Related Work¶
Satellite networking has witnessed substantial growth, with a predominant focus in research on inter-satellite networking [31], [32]. However, the challenges posed by the scarce downlink bandwidth and the associated bottleneck are also crucial. OEC [6] focuses on the downlink bottleneck and shifts it to the inelastic computation capacities. Another recent work, Kodan [10] has proposed filtering low-value data and prioritizing high-value data for downlinking to mitigate the downlink bottleneck. However, Kodan considers the constraints of scarce satellite-ground bandwidth, a limitation that we aim to address in this work. This work not only tackles the downlink bottleneck through bandwidth-aware downlinking throttling but also addresses the computational bottlenecks.
卫星网络技术已取得长足发展,研究重点主要集中在星间网络 [31], [32]。然而,由稀缺的下行链路带宽及其引发的瓶颈所带来的挑战也同样至关重要。 轨道边缘计算(OEC) [6] 专注于解决下行链路瓶颈,但它将瓶颈转移到了缺乏弹性的计算能力上 。另一项近期工作 Kodan [10] 提出通过过滤低价值数据并优先下行传输高价值数据来缓解下行链路瓶颈。然而, Kodan 仅考虑了稀缺的星地带宽这一约束 ,而本工作旨在解决这一局限。本工作不仅通过带宽感知的下行传输节流来处理 下行链路瓶颈 ,同时也解决了 计算瓶颈问题。
The computational bottleneck represents a major challenge for satellite systems. Some works, such as [33] and [34], have explored the viability of utilizing DNN models for in-orbit processing. However, these approaches do not directly tackle the specific challenges addressed by TargetFuse, such as operating with real-world energy budgets. Moreover, several works focus on optimizing DNN models for accuracy or speed in terrestrial applications [35]–[41]. Various terrestrial and embedded systems that operate on harvested energy [42], [43] can transmit data at any time within energy constraints. However, this continuous data transmission capability is impractical for satellites as they can only transmit data when they are in proximity to ground stations. Moreover, the limited bandwidth available for satellite communication is significantly smaller than that of ground-based connections.

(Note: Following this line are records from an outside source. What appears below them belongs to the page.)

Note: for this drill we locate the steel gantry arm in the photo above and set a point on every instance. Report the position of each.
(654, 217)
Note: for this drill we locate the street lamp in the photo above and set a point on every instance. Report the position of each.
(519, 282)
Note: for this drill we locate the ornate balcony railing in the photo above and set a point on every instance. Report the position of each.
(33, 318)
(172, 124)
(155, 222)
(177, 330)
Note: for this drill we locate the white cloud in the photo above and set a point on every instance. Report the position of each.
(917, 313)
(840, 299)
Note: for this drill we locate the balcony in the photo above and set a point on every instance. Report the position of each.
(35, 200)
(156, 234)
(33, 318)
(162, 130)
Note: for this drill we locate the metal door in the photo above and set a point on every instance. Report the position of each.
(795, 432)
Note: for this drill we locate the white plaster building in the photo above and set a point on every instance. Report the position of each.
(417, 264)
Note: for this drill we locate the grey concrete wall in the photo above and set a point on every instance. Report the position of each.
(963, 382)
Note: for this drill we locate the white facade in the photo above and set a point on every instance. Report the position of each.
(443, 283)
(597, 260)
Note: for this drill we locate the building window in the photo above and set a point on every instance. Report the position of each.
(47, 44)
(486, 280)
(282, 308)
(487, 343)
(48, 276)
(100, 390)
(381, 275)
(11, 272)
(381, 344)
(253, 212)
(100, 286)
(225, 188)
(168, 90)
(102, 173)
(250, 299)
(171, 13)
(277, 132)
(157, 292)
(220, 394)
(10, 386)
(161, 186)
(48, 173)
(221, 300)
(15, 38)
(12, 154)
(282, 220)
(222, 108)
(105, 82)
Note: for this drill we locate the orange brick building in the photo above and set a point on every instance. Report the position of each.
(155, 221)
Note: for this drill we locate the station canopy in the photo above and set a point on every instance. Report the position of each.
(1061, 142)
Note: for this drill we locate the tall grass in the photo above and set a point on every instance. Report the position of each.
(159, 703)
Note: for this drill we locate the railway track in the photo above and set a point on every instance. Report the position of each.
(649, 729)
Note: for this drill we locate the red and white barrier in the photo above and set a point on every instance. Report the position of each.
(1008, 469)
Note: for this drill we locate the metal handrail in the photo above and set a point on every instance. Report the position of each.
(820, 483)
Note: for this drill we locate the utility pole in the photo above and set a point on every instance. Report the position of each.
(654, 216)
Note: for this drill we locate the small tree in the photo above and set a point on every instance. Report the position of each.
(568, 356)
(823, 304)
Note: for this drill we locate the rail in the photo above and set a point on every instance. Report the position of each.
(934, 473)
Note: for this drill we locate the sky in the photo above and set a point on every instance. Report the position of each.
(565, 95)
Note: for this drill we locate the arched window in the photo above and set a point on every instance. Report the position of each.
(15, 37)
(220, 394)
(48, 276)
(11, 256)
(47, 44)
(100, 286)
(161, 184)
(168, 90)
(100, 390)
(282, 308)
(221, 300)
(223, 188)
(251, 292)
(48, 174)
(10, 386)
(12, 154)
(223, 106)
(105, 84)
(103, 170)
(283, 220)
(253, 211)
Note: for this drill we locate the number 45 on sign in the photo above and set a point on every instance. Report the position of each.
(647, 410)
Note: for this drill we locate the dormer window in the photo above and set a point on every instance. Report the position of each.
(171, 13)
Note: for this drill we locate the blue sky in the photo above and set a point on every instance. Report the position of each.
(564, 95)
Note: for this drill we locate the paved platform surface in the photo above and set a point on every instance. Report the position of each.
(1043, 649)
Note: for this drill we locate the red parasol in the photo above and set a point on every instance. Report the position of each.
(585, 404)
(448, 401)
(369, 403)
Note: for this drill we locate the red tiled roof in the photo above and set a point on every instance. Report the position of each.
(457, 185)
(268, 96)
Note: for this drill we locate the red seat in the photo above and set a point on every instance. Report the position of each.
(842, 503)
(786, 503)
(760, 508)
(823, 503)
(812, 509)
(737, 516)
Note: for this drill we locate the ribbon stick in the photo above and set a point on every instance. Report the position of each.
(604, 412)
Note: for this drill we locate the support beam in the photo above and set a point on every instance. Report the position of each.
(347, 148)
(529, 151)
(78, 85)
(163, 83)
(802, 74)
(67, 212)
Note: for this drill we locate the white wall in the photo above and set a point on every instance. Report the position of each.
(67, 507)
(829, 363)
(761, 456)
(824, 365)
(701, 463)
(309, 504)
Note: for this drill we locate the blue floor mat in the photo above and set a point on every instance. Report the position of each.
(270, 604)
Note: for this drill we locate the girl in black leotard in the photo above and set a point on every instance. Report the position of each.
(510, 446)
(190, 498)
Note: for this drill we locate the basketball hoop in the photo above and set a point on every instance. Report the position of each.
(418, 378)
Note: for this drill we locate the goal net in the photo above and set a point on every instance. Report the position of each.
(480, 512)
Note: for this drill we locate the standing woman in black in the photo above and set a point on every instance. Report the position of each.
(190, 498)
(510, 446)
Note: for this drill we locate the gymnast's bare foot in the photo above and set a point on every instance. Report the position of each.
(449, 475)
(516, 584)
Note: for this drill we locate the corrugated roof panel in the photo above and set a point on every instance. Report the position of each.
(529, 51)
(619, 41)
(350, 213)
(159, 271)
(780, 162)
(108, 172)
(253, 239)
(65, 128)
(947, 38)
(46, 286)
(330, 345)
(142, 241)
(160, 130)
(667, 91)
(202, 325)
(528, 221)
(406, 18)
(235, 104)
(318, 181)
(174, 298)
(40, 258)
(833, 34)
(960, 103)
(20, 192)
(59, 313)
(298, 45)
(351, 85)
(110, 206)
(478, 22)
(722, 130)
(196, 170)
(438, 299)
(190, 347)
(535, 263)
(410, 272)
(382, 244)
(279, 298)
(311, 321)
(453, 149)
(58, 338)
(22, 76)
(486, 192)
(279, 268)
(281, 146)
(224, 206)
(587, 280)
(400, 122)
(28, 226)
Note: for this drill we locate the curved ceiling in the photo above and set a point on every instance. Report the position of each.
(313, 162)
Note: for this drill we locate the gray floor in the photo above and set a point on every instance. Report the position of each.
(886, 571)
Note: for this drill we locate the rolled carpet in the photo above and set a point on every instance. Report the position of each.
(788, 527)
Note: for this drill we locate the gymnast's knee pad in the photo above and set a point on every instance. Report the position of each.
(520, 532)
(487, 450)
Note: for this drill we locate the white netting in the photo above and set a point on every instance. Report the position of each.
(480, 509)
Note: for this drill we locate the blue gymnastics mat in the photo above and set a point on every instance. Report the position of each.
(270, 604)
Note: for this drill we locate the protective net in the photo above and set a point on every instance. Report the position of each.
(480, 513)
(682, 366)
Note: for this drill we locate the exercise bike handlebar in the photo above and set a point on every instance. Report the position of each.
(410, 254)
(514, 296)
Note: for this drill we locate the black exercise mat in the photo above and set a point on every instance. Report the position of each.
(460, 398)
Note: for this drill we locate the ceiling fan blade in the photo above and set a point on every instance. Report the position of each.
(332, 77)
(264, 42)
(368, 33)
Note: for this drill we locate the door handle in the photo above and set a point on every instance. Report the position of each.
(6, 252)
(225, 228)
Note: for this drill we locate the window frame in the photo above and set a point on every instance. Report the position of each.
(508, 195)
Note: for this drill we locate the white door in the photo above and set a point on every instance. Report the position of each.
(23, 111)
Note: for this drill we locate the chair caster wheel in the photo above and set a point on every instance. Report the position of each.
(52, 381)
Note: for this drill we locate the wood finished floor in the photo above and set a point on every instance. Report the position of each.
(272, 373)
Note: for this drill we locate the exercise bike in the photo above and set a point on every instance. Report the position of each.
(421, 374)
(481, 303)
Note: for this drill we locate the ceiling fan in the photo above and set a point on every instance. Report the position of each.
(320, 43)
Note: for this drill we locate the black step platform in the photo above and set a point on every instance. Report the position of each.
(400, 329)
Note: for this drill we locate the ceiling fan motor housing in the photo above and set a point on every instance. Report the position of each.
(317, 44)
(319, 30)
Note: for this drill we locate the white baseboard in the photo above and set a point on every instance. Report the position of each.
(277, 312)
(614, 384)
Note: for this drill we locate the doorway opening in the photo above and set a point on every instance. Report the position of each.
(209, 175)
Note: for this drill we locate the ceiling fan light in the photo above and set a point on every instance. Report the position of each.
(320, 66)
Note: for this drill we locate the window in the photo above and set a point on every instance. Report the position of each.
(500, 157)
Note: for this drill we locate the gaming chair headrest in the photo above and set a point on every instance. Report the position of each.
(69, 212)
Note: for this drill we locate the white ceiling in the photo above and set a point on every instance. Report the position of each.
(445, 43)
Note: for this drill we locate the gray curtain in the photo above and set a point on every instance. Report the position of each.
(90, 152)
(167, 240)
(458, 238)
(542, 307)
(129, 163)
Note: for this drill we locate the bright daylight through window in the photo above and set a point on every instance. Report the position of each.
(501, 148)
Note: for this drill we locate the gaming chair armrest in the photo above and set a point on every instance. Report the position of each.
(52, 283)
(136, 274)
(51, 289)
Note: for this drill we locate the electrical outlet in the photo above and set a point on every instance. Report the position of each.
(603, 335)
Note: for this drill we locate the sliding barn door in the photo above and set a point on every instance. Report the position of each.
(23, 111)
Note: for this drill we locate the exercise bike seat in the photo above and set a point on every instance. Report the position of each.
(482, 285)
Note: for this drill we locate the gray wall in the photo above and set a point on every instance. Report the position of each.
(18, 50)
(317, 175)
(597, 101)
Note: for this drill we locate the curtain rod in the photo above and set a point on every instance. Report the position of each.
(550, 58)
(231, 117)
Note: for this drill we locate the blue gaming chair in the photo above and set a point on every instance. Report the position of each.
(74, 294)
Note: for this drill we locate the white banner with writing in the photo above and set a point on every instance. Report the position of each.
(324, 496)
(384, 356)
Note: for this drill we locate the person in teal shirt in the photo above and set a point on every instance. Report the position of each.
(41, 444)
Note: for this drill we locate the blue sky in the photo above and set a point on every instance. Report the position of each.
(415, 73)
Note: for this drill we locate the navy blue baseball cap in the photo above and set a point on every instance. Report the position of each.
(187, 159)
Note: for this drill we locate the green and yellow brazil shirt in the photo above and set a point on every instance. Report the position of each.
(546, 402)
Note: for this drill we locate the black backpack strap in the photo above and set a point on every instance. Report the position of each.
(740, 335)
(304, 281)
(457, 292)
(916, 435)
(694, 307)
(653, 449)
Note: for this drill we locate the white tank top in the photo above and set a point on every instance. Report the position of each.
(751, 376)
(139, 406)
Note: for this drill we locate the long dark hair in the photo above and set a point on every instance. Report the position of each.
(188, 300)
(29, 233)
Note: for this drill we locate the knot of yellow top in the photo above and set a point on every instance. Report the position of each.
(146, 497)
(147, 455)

计算瓶颈是卫星系统面临的一大主要挑战。一些工作,如 [33] 和 [34],已探索了利用深度神经网络(DNN)模型进行在轨处理的可行性。然而,这些方法并未直接应对 TargetFuse 所解决的特定挑战,例如在真实的能量预算下运行。此外,一些工作专注于在地面应用中优化DNN模型的精度或速度 [35]–[41]。各种依靠收集能量运行的地面和嵌入式系统 [42], [43] 可以在能量约束内随时传输数据。然而,这种连续数据传输的能力对于卫星而言是不切实际的,因为它们只有在接近地面站时才能传输数据。此外,卫星通信可用的有限带宽也远小于地面连接的带宽。
Vision tasks in EO satellites have been extensively studied and proven valuable for scientific investigations [44]–[46]. These applications span various domains, including computer systems, satellite systems, satellite networks, and machine learning systems. Developing a comprehensive scheduling system that considers image size, processing speed, energy constraints, and orbital mechanics poses a challenging research problem in computer systems. We are actively working to resolve the computer systems design challenges associated with satellite computing under real-world satellite constraints. Our system leverages a tradeoff between accuracy and execution time, and effectively addresses downlink bottleneck by bandwidth-aware downlinking throttling.
对地观测(EO)卫星中的视觉任务已被广泛研究,并被证明对科学调查极具价值 [44]–[46]。这些应用横跨计算机系统、卫星系统、卫星网络和机器学习系统等多个领域。开发一个综合考虑图像尺寸、处理速度、能量约束和轨道力学的全面调度系统,是计算机系统领域一个富有挑战性的研究问题。我们正积极致力于解决在真实卫星约束下,与卫星计算相关的计算机系统设计挑战。我们的系统利用了精度与执行时间之间的权衡,并通过带宽感知的下行传输节流有效解决了下行链路瓶颈。